Starting with a delicious cocktail of Strawberry Punch (Beefeater 24, Umeshu liquor, Acai liquor, raspberry, homemade eucalyptus oolong tea bitter), we had plenty of time to mingle and network, while admiring the stunning Queen Anne interior from a bird’s eye perspective.
Due to the layout and with the guests being seated on two long tables on different sides of the mezzanine, our President Wallace Vincent sensibly decided that it was too public a space for the usual grace and guest introductions. Prior to being seated he welcomed everyone, introduced himself and then general manager Neil Rivington, who said a few words about Duddell’s.
Neil explained how careful the company had been in the design to keep the character and history of the building. He invited guests to visit the museum upstairs after lunch and explained that, like the Hong Kong original, the London restaurant was hosting exhibitions of the works of various artists; the ‘Doubting Thomas’ exhibition being the current one. This has work by internationally renowned artists and reflects the story of St Thomas, who was given that moniker due to his doubting the resurrection without personal experience.
Seated at long tables, we enjoyed starters of Truffle spring roll and Salt & Pepper Squid with Hon Shimeji mushrooms. The truffle element in the spring roll was an unusual but excellent marriage of Asian and Western ingredients. According to Gastronome Christine Yau, truffles are rarely found in Chinese cooking, but guests agreed they added another dimension to the humble spring roll. The squid was delicious, with the straw mushrooms surrounding the plate, and was enjoyed by all. The 2016 Acustic Blanc, Acustic Cellar, Montsant, White Priorat was a fabulous match. It was refreshing, with much complexity and intensity.

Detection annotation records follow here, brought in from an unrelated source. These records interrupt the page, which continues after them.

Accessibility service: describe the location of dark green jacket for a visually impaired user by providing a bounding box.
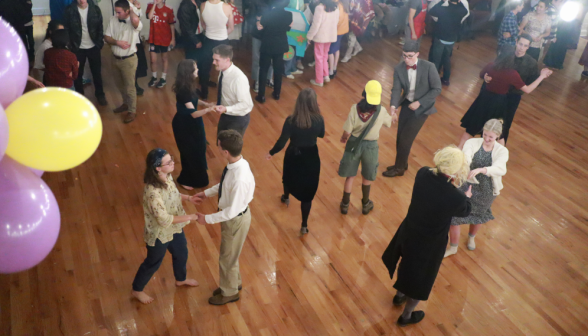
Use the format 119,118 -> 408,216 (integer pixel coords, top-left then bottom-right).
63,0 -> 104,52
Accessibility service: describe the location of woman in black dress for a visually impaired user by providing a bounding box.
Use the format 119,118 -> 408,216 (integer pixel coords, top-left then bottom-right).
459,50 -> 552,148
172,59 -> 214,190
382,146 -> 472,327
266,88 -> 325,234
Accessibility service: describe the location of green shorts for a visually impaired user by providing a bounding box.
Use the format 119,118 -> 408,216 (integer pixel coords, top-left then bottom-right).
339,140 -> 380,181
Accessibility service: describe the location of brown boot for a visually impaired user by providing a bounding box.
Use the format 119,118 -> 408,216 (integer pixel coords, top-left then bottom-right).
208,293 -> 239,306
123,112 -> 137,124
112,104 -> 129,113
212,285 -> 243,296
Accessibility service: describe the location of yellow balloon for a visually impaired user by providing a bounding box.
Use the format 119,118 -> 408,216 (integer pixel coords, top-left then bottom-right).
6,88 -> 102,171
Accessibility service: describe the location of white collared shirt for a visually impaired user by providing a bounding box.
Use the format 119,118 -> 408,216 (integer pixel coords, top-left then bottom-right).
104,16 -> 143,57
219,63 -> 253,117
406,59 -> 419,102
204,157 -> 255,224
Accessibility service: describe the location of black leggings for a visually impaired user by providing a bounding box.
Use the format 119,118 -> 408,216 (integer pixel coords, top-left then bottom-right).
284,184 -> 312,227
133,230 -> 188,292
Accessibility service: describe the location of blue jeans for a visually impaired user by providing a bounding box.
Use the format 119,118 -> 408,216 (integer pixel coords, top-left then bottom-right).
284,55 -> 298,76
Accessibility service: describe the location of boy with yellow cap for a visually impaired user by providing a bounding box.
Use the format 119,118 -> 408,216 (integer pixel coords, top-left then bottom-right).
339,80 -> 392,215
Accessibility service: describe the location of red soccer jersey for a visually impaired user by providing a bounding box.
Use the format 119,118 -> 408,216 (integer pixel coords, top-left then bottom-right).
147,3 -> 176,47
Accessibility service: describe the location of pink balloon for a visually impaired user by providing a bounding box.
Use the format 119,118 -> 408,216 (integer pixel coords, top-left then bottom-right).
0,18 -> 29,108
30,168 -> 45,177
0,156 -> 61,273
0,105 -> 8,160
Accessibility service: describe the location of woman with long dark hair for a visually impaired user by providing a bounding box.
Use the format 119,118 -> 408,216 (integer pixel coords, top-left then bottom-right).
339,80 -> 392,215
172,59 -> 214,190
133,148 -> 198,304
266,88 -> 325,234
459,50 -> 552,149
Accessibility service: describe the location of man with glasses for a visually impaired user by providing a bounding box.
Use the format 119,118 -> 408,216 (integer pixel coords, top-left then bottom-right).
382,40 -> 441,177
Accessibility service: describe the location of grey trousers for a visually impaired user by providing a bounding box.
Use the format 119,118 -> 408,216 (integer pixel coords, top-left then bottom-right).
251,37 -> 274,82
394,99 -> 429,169
216,113 -> 250,137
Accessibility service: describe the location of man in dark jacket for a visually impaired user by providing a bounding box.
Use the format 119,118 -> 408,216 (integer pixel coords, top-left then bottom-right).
429,0 -> 468,85
63,0 -> 108,106
0,0 -> 35,67
178,0 -> 202,62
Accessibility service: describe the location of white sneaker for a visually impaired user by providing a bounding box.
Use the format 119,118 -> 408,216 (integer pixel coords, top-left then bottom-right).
351,47 -> 363,56
310,79 -> 323,87
443,246 -> 457,258
468,237 -> 476,251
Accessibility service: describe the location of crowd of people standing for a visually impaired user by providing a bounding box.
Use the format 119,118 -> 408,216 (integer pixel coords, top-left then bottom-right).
3,0 -> 588,326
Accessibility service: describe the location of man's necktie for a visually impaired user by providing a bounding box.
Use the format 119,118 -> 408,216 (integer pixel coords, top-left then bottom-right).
218,165 -> 229,202
216,71 -> 225,105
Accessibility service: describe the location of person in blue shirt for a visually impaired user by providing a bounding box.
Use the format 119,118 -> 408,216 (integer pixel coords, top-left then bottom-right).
498,0 -> 524,51
429,0 -> 468,85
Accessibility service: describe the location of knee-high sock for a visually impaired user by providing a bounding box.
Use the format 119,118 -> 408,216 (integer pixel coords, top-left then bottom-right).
361,184 -> 370,204
300,202 -> 312,227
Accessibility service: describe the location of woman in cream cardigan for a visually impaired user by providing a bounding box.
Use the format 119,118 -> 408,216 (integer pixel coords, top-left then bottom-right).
445,119 -> 508,257
306,0 -> 339,86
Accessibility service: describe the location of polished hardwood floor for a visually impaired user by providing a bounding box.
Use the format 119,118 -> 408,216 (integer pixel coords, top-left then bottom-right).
0,17 -> 588,336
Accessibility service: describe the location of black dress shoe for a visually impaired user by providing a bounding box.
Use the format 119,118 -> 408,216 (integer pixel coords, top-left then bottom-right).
396,310 -> 425,327
392,295 -> 408,306
96,96 -> 108,106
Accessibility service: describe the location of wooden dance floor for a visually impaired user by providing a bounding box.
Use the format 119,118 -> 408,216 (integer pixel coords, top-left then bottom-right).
0,21 -> 588,336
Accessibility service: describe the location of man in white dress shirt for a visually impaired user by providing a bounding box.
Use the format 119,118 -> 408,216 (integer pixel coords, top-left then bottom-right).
193,130 -> 255,305
104,0 -> 143,123
212,44 -> 253,136
382,39 -> 441,177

The main courses were Martell black pepper beef, sweet & sour Cointreau Berkshire pork and sautéed asparagus with wild mushroom in black truffle sauce. These were served with egg fried rice with spring onions. The beef was sensational. It melted in the mouth and had a subtle barbecued flavour. The pork was another fine example of the expertise in the kitchen and the additional of truffle again, in this case with the asparagus was clever and gave it a further dimension. The asparagus was sliced and cooked very al dente, resulting in a delicious, crunchy vegetable accompaniment, and the rice was the ideal backdrop for the diverse flavours. The wine match here – a 2016 Chateau Pesquié, Terrasses Rouge, Ventoux from the Rhone Valley (“Amazing stuff from the Ventoux!” R. Parker) was full flavoured, with a spicy and long finish, and another great pairing by the sommelier.
For dessert we were served Yuzu tart sesame sable, yuzu ice cream, black sesame crisps. Served with a 2016 Nivole Moscato d’Asti, Michele Chiarlo, this Piedmont sparkling was an even better pairing than the previous two! It really was a perfect combination; the dessert was rich but not too much so, and the crispy black sesame added texture and depth to the other components.
As everyone adjourned, it was agreed that this was a particularly convivial, relaxed and delicious summer interlude at a unique and fascinating venue.